You may like to do this with Post-It notes, if you’re together in the same room, or with a Miro board if you’re remote.

Then, cluster. Draw similar ideas or areas together, moving towards 5 or so potential areas of focus. You may find a key item or phrase that encapsulates a set of similar suggestions.

Next, prioritise. Through dialogue, and in reference to the business and client needs and the CPD Learner’s personal interests and ambitions, try to work out a priority between the items you’ve clustered.

Then, get practical. Discuss ways of implementing each:

  • Estimate each cluster for size or effort
  • Do they need breaking down? If so, how? And which bits should happen in what order?
  • Remember your preferred learning styles.

You should discuss any requirements or dependencies with each item.

  • Do you need a budget for a particular item, such as for travel, taking a course, buying some tools or software?
  • Do you need some practical support, such as working alongside someone else, either inside or outside the business?
  • Are there any other requirements an item might have?

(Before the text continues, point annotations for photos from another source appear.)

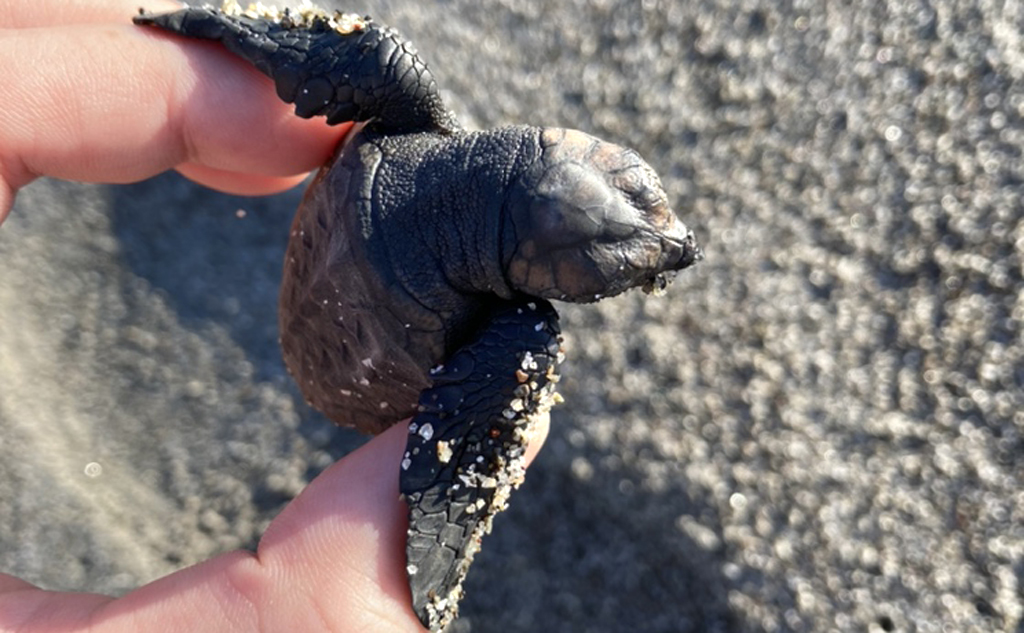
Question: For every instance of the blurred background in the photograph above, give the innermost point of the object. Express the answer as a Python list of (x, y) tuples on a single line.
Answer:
[(818, 428)]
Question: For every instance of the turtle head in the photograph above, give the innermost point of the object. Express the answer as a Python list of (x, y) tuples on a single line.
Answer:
[(590, 219)]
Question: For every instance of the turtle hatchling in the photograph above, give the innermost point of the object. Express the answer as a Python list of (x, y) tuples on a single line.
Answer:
[(422, 261)]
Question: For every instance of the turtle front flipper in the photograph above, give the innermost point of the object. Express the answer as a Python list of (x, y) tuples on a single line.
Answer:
[(340, 66), (466, 448)]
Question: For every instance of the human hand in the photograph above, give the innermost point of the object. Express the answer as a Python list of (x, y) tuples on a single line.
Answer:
[(333, 560), (89, 96)]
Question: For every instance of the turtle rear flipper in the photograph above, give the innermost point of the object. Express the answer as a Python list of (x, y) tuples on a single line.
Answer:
[(340, 66), (466, 449)]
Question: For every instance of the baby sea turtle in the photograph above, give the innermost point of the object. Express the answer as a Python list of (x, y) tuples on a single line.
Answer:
[(422, 259)]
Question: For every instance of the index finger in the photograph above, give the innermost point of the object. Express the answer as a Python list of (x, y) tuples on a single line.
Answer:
[(115, 102)]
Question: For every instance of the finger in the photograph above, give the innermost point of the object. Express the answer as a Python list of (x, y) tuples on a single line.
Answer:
[(118, 103), (238, 183), (22, 14), (334, 559)]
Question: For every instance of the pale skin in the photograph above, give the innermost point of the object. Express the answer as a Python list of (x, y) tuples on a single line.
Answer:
[(88, 96)]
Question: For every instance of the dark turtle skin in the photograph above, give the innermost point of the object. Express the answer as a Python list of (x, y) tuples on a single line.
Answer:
[(422, 259)]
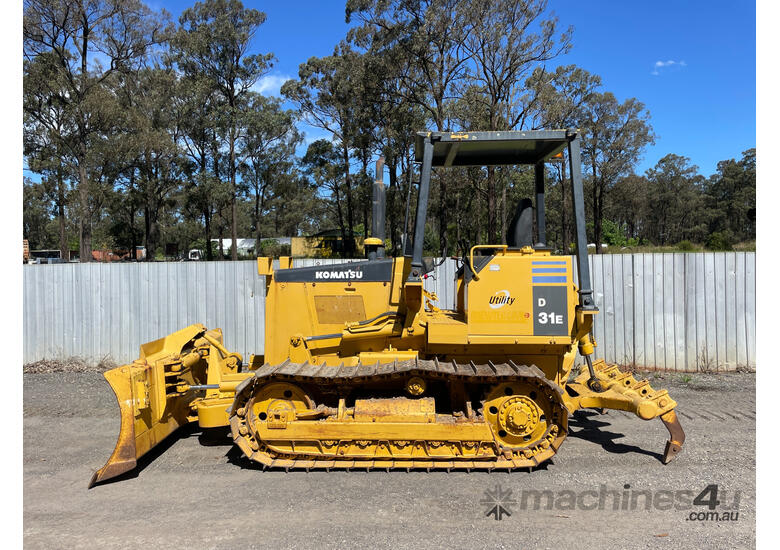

Write a definition of done

For each item, identify something that will describe or define that you have completed that item in your year of continuing professional development. Write this down in a succinct statement.

This might include using your skills in client or company projects, supporting the company in bidding for new work based on your new skills, writing blogs, giving demonstrations, open sourcing a product, and other ways of sharing your learning.

Writing an annual plan

The key output of the Annual Planning meeting is a written plan for the year ahead, with a prioritised backlog of learning goals (think of these as being like Epics), each with the necessary details to support it happening.

This is recorded in a CPD Personal Plan, which can be a project in whatever project management system your agency uses.

This will help you capture the outcomes of the CPD Annual Planning meeting as a prioritised backlog. It can then be referred to throughout the year to help keep the year of continuing professional development on track.

Once there's the high level plan, you can then begin to flesh out the details of your CPD project plan. This is where to create issues/tickets for the learning goals and the tasks you will do to work towards them, and track your progress during sprints.

This is part of the Professional Development process.